What has remained perched on mind all these years is a 2nd year undergraduate who contested against a 5th year for the control of the campus politics. Although he lost the contest, he struck me as a future leader who was way ahead of his times.

Looking back, I think events are about to prove me right.

But still that will not be enough to stop the BDP spin doctors, not without justification, to remind him that he is not much different from themselves.

Thus having from the onset forfeited so much ground to potentially use himself as a victim of BDP’s ill advised policies, he will have to find ways to effectively confront his past.

The BNF will for its part, albeit for the most time in private, dismiss him as a right wing conservative who cannot be trusted to take on the BDP.
There are yet other demons that Dumelang will have to work around.

Though intellectually rigorous as Vice President Mompati Merafhe would readily attest, Dumelang can also be shockingly arrogant.

He strikes me as someone who, when in a position of real authority, would have little patience for those who do not agree with him.

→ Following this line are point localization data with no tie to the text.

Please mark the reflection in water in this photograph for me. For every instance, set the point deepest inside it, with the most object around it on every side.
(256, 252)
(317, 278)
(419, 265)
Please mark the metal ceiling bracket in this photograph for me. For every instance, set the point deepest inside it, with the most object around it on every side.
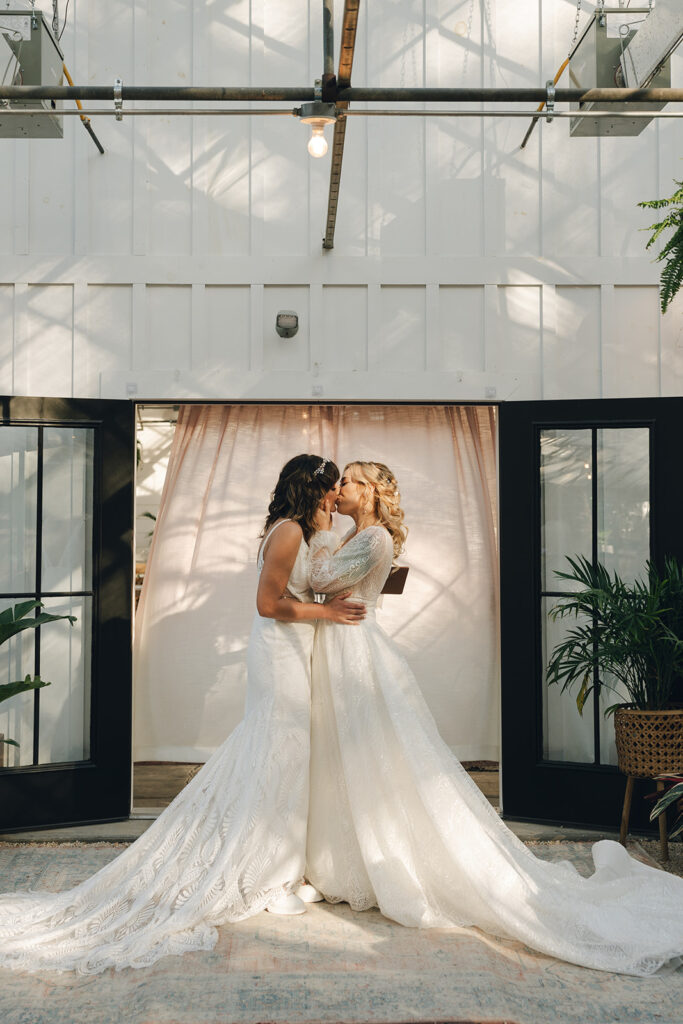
(550, 100)
(118, 98)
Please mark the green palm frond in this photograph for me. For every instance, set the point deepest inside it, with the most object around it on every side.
(672, 253)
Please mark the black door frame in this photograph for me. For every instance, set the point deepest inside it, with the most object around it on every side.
(97, 788)
(535, 788)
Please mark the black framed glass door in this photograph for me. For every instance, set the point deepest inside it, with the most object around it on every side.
(595, 478)
(66, 540)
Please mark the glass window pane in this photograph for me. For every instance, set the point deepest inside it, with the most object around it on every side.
(18, 462)
(566, 734)
(565, 501)
(16, 660)
(67, 550)
(65, 659)
(624, 500)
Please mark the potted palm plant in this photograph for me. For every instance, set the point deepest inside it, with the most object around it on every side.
(13, 621)
(629, 639)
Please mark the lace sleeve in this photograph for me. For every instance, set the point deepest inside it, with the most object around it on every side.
(330, 572)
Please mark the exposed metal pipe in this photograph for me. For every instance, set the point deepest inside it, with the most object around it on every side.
(225, 112)
(186, 93)
(506, 95)
(289, 94)
(328, 39)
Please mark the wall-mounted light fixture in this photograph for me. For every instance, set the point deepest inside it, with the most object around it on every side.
(287, 323)
(318, 116)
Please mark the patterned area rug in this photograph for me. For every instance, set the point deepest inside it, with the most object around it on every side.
(331, 966)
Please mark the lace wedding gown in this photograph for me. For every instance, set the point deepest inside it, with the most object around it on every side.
(229, 844)
(396, 822)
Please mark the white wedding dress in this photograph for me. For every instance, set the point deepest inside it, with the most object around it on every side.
(396, 822)
(230, 843)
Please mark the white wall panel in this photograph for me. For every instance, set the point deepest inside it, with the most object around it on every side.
(43, 357)
(7, 205)
(286, 353)
(228, 328)
(672, 348)
(630, 359)
(169, 152)
(396, 145)
(571, 342)
(285, 172)
(168, 336)
(6, 339)
(110, 176)
(344, 341)
(51, 194)
(108, 345)
(628, 174)
(402, 339)
(519, 330)
(432, 214)
(461, 329)
(512, 203)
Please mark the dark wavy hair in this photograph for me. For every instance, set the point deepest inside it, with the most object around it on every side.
(299, 492)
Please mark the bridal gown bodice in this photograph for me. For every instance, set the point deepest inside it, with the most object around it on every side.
(396, 822)
(231, 842)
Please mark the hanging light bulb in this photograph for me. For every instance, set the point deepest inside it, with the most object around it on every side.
(318, 116)
(317, 143)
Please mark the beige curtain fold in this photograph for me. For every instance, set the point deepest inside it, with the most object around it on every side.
(197, 605)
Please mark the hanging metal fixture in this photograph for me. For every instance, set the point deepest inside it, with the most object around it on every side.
(318, 116)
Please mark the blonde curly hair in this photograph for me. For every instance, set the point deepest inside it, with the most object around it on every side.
(385, 500)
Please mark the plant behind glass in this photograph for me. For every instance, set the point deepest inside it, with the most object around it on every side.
(632, 632)
(13, 621)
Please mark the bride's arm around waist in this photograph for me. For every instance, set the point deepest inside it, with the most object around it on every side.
(271, 601)
(332, 571)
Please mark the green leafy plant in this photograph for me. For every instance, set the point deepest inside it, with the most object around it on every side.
(631, 633)
(674, 793)
(672, 253)
(13, 621)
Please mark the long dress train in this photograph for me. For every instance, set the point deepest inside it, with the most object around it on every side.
(396, 822)
(230, 843)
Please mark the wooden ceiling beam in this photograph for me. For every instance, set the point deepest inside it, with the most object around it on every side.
(346, 51)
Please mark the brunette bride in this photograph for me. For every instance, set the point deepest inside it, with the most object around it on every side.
(396, 822)
(232, 843)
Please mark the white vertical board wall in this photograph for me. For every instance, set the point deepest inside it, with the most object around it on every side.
(464, 267)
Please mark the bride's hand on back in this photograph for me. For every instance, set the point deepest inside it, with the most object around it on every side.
(346, 612)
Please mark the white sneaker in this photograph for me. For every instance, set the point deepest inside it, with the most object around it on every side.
(285, 905)
(309, 894)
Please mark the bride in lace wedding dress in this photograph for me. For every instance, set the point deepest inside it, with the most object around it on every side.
(232, 842)
(396, 822)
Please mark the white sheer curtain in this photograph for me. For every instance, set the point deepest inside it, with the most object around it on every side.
(198, 602)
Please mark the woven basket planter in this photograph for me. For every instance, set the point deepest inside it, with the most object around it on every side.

Of course, we cannot disregard his unmistakable contempt for the intellectually less endowed, as Member of Parliament Botlhogile Tshireletso will, I hope, come to testify from my corner.

It’s a dilemma for which Dumelang has to prepare and confront, a result not just of his politics but, more importantly, of his privileged social background.

For their part, the BDP have every reason to be worried.

For once they are right about something.